11/8/2022 3:06:23 PM
 Canadian prime minister Justine Trudeau.
 photo: KurdSat English
Beijing said China "has no interest" in interfering in Canadian internal affairs.

Canadian Prime Minister Justin Trudeau warned Monday that China is playing "hostile games" with Canadian democracy and institutions after a media report revealed foreign interference in Canada's electoral process.

Trudeau's comments came after a report by the "Global News" about Beijing funding a "secret network" of candidates in Canada's recent elections and days after the authorities opened an investigation into illegal Chinese "police stations" in the Toronto area to track Chinese dissidents and opponents.

Canadian Security Intelligence Service (CSIS) believes the Chinese Consulate in Toronto was behind a large financial transaction to at least 11 federal election candidates and Chinese government-affiliated operatives who worked as campaign staffers – C$250,000 (US$185,000) was allegedly transferred through a provincial Ontario lawmaker, and the staffers to a federal election candidate.

"We have taken significant measures to strengthen the integrity of our electoral processes and systems, and we will continue to make efforts to combat election interference and foreign interference in our democracies and institutions," Trudeau told reporters.

"Unfortunately, we see countries and international players from all over the world, whether China or others, continue to play hostile games with our institutions and democracies," he added. His comments followed the federal police force statement about the active investigation of a secret network of illegal Chinese "police stations" in Toronto.

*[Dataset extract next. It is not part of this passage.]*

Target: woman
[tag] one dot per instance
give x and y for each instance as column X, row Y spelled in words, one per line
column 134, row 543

Citing unnamed sources, Global News reported that Canadian intelligence services told Trudeau's government that China is seeking to influence or sabotage the country's democratic process.

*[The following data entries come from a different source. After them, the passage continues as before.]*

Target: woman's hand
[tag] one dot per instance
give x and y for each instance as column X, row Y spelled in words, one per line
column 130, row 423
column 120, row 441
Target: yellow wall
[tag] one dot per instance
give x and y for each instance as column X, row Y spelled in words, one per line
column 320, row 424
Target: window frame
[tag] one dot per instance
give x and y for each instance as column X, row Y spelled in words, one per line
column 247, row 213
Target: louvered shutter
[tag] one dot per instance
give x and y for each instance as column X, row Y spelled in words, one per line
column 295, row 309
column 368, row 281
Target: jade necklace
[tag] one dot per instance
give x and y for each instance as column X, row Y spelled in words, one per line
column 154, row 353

The media report claimed that Beijing transferred money through an Ontario representative and others to at least 11 candidates and Chinese agents who worked as activists in their election campaigns. It added that Beijing has sought to appoint agents in the offices of members of parliament as well as other places to influence policies.

Last month, the Royal Canadian Mounted Police announced that it was looking into reports of "criminal activity related to so-called police stations." According to the Spain-based rights group Safeguard Defenders, Chinese police have used these police stations to carry out operations on foreign soil and pressure Chinese nationals to return to China to face criminal charges.

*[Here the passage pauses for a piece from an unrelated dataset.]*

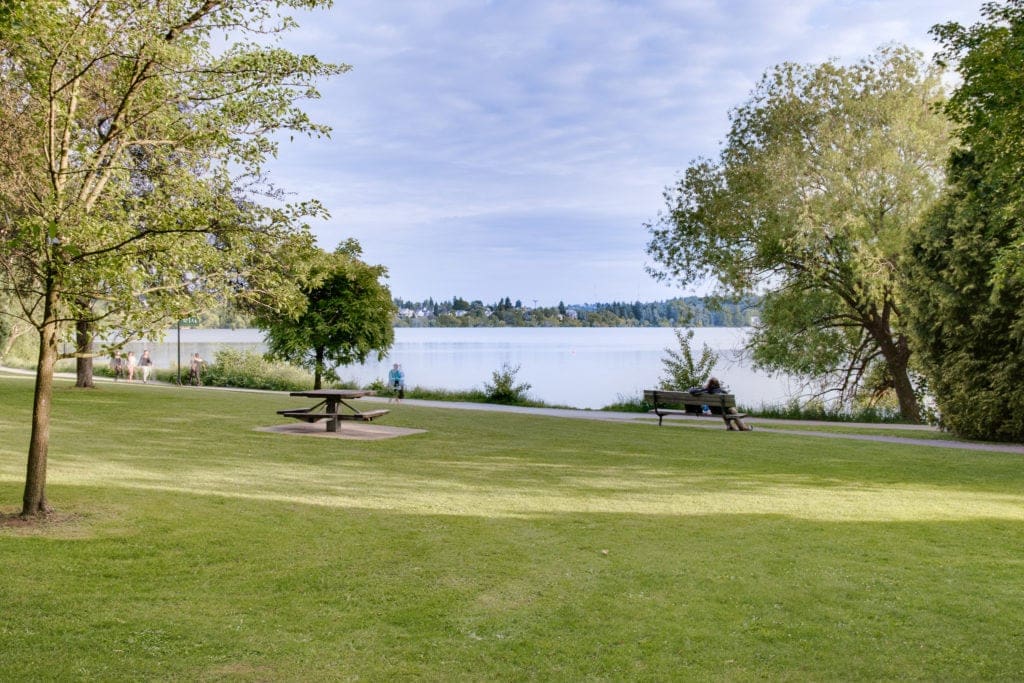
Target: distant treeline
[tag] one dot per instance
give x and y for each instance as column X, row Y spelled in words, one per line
column 458, row 312
column 696, row 311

China has denied accusations of illegal activities by these centers, saying that these sites provide services such as renewing driving licenses for Chinese citizens abroad. Foreign Ministry spokesman Zhao Lijian told a regular press conference Tuesday that China "has no interest" in interfering in Canada's internal affairs.

"Relations between countries can only be based on mutual respect, equality and mutual benefit," he said. "Sino-Canadian relations are no exception. Canada should stop making statements that harm Sino-Canadian relations," he added.

As a popular system, democracies are vulnerable to outside intervention as opposed to a non-democratic system where the circle of ruling excludes the masses.